Gresham Smith is excited to announce that the firm’s active transportation team has been selected to develop a bicycle system plan update for the City of Dallas. The new plan will be an update to the city’s previous bike plan that was completed in 2011.
The overarching goal is to build upon the previous plan and provide clear, implementable and prioritized projects to expand and enhance the existing bicycle network.
For the bike plan update, the Gresham Smith team will perform the following services:
- Build a robust public involvement plan (including a series of meetings with two advisory committees) to reach every potential user group, virtually and in-person
- Update the bike network to reflect existing conditions, priority destinations or connections, and desired facility types comfortable for all ages and abilities
- Reconcile past plans into one single, unified vision for the future
- Identify a core bike network that will form the spine of the future network
- Create a prioritized and phased implementation plan that identifies “quick win” priority bicycle facilities and priorities for future capital improvement programs, with a focus on the next five years
Outreach to key stakeholder groups and the general public will begin in the coming months and carry on throughout the planning process.

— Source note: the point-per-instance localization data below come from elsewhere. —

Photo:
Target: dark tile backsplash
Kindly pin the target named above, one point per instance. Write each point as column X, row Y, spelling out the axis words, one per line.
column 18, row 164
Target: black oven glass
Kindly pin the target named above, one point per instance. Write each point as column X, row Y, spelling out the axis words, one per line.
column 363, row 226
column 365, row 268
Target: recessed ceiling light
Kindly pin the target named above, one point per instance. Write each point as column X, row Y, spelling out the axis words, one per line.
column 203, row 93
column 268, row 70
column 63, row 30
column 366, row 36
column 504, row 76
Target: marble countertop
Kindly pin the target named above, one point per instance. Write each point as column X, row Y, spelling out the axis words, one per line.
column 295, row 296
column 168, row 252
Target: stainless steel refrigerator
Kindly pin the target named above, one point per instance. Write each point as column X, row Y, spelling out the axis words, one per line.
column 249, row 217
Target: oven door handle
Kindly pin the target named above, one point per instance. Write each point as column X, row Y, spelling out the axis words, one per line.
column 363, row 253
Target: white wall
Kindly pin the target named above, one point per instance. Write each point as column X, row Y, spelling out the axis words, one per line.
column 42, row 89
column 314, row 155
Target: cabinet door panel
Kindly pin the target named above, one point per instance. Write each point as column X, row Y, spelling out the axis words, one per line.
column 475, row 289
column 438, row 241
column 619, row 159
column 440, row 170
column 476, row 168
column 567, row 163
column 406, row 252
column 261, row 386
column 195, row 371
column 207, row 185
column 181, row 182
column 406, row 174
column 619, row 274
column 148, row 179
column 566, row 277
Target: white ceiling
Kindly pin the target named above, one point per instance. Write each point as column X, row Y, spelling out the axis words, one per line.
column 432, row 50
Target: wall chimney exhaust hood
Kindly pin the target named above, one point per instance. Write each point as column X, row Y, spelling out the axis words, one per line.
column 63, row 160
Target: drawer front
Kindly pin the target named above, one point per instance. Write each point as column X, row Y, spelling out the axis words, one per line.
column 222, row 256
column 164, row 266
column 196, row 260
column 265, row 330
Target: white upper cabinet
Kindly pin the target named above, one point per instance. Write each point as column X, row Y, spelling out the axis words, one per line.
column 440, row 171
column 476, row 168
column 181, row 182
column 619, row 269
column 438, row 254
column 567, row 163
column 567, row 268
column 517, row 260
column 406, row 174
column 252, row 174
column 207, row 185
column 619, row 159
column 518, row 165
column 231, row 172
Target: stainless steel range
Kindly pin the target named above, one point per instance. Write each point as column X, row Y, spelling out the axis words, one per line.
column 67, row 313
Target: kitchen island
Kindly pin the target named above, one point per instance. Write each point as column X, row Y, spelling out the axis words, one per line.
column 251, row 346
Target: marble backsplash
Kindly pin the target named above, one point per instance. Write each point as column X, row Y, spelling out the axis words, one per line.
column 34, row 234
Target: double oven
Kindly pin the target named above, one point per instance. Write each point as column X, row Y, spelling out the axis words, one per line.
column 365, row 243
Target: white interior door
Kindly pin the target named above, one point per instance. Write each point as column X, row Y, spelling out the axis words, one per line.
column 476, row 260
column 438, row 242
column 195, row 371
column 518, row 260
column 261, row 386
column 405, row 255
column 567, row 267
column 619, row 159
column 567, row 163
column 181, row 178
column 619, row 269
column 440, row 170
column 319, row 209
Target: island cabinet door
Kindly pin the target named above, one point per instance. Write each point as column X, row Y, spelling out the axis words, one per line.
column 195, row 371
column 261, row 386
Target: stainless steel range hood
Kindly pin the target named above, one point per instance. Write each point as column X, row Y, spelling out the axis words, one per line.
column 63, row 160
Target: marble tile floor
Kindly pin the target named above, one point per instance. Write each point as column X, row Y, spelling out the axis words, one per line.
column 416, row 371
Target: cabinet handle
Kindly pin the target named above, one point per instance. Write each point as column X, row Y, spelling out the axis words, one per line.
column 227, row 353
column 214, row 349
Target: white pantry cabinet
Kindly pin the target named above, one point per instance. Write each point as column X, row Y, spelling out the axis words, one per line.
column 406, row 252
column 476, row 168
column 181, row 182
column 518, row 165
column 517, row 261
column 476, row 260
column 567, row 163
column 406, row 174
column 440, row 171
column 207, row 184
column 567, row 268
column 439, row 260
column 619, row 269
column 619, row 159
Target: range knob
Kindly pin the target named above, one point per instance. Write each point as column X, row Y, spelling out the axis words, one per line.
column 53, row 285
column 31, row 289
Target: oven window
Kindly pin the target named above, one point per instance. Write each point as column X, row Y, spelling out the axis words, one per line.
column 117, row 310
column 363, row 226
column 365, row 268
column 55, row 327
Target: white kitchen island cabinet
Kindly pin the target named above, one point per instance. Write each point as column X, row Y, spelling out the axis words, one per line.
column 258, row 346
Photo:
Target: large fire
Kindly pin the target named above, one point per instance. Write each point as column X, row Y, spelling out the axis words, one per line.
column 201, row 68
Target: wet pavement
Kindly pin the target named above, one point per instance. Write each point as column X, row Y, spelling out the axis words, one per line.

A draft framework is expected to be created by the end of the year with additional time set aside for review and approval.
“What we’ve heard from city leaders and the community at-large is that we need to create an actionable bike plan built upon public support and readily available funding strategies,” said Bert Moore, P.E., P.L.S., PTOE, who serves as the Project Manager at Gresham Smith. “Using best practices from our team’s design and construction expertise from past multimodal master planning efforts, we’ll develop a plan that delivers feasible, implementable recommendations and sets a new bar for future updates and implementation.”
Moore is joined by Tim O’Brien, who will serve as Deputy Project Manager and has a long history of working with clients in the Dallas-Fort Worth area, as well as the firm’s core active transportation team which consists of Active Transportation Practice Leader Greg Kern and Community Transportation Planners Amanda Sapala and Katie Rowe.
In addition to using traditional methods such as historical data collection, Senior Strategist Mike Sewell will be leading a team of engineers that will collect empirical heart-rate data to pinpoint user stress from bicyclists and pedestrians along key corridors using the firm’s patent-pending empathic analytics platform. The technology collects user stresses recorded from wearables with location data to explain how users perceive safety, and allows our planning teams to better match facility types to expectations.